Dès le début du XXème siècle, l’une des premières applications de motorisation électrique embarquée de très forte puissance concernait la propulsion des navires de croisière. Ces moteurs sont toujours accompagnés de convertisseurs de puissance associés et de la commande qui peut être basée sur du contrôle direct du couple (DTC), du contrôle de flux orienté (FOC), de la commande flou, etc. Toutes ces commandes peuvent être associées à une stratégie tolérante aux pannes. La figure 1.1 montre les composants principaux d’une voiture hybride électrique. Aux composants cités ci-dessus, s’ajoutent le moyen de stockage d’énergie et le moteur thermique. Figure 1.1. Composants principaux d’un véhicule hybride électrique [6].
Dans les applications de type automobile, les systèmes embarqués représentent au moins 20% des équipements du véhicule, et probablement 30 à 35% d’ici 2015 [6]. L’automobile du futur aura donc de plus en plus besoin de composants électroniques et électriques innovants et fiables.

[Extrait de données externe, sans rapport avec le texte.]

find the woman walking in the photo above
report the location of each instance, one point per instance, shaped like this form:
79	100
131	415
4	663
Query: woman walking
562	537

Les exigences types pour les moteurs utilisés dans les systèmes embarqués comprennent : des densités de couple et de puissance élevées, une large plage de vitesse comprenant un fonctionnement à couple constant et à puissance constante, un rendement élevé sur une large plage de vitesse et une bonne fiabilité, disponibilité et robustesse. Le coût de la solution doit rester raisonnable.
Certains de ces critères sont de nos jours bien maitrisés. La densité de couple et puissance élevées et le bon rendement peuvent être assurés par les machines synchrones à aimants permanents. Cependant, ces machines peuvent avoir une courte plage de puissance constante en raison de leur capacité de défluxage relativement limitée, due à la présence du champ des aimants permanents. Ce champ peut être diminué par la production d’un champ statorique important s’y opposant.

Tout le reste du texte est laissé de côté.